Upon denaturation and re-annealing, heteroduplexes are formed when mutations from insertions and deletions (indels) are present in the amplicon pool. In the second step, annealed PCR products are digested with EnGen T7 Endonuclease I, a structure-specific enzyme that will recognize mismatches larger than 1 base. Both strands of the DNA are cut when a mismatch is present, which results in the formation of smaller fragments. Analysis of the resulting fragments provides an estimate of the efficiency of the genome editing experiments.
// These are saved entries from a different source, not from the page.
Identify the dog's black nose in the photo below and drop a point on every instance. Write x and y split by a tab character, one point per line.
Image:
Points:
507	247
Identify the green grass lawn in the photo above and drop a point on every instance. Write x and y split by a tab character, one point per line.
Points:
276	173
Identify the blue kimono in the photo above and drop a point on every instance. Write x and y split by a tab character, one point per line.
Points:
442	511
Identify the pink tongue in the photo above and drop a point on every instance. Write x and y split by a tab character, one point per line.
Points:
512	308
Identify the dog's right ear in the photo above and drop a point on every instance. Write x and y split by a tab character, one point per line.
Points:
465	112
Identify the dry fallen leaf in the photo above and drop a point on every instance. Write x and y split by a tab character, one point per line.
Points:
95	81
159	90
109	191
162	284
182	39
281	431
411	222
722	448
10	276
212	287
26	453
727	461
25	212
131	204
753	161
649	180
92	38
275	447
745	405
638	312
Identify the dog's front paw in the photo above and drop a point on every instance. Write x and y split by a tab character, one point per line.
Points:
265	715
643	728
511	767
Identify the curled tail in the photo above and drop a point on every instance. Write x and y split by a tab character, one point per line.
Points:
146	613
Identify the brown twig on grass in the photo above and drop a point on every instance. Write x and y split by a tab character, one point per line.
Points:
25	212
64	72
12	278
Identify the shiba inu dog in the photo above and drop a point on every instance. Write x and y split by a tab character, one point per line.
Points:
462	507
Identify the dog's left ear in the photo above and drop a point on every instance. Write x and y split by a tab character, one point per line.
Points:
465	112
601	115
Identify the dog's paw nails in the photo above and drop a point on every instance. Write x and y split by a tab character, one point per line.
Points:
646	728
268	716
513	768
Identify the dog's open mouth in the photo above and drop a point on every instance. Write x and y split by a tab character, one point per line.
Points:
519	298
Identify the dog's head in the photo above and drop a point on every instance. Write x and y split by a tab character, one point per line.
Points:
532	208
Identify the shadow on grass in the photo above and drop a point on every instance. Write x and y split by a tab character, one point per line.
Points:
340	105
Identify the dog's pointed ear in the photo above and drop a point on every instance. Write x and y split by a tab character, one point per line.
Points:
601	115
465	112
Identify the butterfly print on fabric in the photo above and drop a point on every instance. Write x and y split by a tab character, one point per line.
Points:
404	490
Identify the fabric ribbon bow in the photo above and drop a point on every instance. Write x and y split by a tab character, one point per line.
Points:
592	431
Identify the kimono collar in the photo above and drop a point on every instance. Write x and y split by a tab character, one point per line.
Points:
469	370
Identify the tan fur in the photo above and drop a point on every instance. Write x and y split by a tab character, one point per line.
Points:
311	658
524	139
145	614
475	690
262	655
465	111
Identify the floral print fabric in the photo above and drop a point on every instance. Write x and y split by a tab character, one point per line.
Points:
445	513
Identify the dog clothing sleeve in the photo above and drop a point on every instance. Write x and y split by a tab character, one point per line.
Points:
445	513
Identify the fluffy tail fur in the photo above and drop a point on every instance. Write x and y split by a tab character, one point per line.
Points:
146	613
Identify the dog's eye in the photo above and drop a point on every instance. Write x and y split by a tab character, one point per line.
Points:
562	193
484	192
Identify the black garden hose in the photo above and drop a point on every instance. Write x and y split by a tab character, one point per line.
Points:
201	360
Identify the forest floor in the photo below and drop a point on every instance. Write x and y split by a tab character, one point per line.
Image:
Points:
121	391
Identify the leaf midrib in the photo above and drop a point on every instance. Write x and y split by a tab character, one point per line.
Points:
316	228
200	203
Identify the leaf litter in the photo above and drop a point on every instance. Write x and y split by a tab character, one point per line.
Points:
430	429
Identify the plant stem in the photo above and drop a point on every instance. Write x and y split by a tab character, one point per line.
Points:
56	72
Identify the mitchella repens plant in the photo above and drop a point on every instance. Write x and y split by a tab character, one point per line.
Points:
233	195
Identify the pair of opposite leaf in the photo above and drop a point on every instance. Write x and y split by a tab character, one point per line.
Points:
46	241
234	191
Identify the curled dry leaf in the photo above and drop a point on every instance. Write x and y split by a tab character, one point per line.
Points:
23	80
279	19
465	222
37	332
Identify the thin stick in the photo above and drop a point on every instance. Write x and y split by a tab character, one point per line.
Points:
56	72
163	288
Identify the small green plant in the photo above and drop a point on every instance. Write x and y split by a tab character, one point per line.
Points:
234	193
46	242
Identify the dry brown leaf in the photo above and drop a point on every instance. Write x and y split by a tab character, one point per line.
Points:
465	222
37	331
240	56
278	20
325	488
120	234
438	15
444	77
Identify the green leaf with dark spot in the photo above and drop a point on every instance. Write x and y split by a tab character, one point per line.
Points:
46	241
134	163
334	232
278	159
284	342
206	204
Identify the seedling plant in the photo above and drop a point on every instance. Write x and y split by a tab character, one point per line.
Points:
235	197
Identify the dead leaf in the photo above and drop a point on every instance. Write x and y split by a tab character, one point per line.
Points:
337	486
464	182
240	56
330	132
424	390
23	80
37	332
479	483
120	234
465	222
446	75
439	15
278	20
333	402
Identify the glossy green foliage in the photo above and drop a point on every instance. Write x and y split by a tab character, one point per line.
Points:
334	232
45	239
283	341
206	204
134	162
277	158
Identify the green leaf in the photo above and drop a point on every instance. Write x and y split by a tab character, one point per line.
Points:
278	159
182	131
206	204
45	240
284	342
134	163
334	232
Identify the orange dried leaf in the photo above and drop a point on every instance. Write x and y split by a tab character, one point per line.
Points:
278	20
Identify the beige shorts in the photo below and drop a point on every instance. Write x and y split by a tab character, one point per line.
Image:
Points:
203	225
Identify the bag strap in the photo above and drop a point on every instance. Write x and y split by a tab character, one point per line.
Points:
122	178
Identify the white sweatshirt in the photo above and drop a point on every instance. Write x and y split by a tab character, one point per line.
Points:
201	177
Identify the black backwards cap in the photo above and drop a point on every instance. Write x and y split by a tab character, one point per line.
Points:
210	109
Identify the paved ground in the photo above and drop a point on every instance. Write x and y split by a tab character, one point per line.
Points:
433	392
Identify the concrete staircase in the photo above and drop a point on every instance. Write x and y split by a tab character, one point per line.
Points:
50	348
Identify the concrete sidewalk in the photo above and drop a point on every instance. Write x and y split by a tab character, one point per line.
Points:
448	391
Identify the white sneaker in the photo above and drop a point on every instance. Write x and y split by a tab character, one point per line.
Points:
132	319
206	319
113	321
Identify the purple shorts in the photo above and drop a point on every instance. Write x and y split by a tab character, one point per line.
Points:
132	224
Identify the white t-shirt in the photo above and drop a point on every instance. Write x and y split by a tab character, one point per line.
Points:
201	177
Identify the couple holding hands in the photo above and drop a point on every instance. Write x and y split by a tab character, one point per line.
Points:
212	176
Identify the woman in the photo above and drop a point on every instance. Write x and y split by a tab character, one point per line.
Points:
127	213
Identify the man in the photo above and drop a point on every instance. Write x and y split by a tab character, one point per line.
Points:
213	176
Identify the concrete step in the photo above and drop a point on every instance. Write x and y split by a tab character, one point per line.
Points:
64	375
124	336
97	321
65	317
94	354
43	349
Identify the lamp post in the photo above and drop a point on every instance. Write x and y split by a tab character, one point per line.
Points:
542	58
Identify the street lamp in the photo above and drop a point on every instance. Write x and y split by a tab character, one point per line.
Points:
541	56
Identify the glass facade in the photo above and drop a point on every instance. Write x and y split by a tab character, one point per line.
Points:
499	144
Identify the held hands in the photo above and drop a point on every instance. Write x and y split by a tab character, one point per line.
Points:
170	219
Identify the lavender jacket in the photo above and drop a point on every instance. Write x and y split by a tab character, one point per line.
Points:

The EnGen Mutation Detection Kit includes a Control Template and Primer Mix that can be used as a control for the PCR reaction and T7 Endonuclease I digestion. The Control Template and Primer Mix provided contains two plasmids and primers that when amplified, denatured and re-annealed will form heteroduplexes that contain a 10-base insertion. This structure is a substrate for T7 Endonuclease I. The digestion of the 600 bp heteroduplex containing amplicon yields products of 200 bp and 400 bp. 600 bp parental homoduplexes are uncleaved, and are easily distinguished from cleaved heteroduplexes when separated and visualized by agarose gel electrophoresis or fragment analysis instrument.
The protocol has been optimized so that PCR products generated by the Q5 Hot Start High-Fidelity 2X Master Mix can be introduced directly into the T7 Endonuclease I digestion without the need for purification. Digestion of the heteroduplex is complete in only 15 minutes, and Proteinase K is included to stop the reaction efficiently. Additional Q5 Hot Start High-Fidelity 2X Master Mix is also included to allow for optimization of target site amplification before digestion.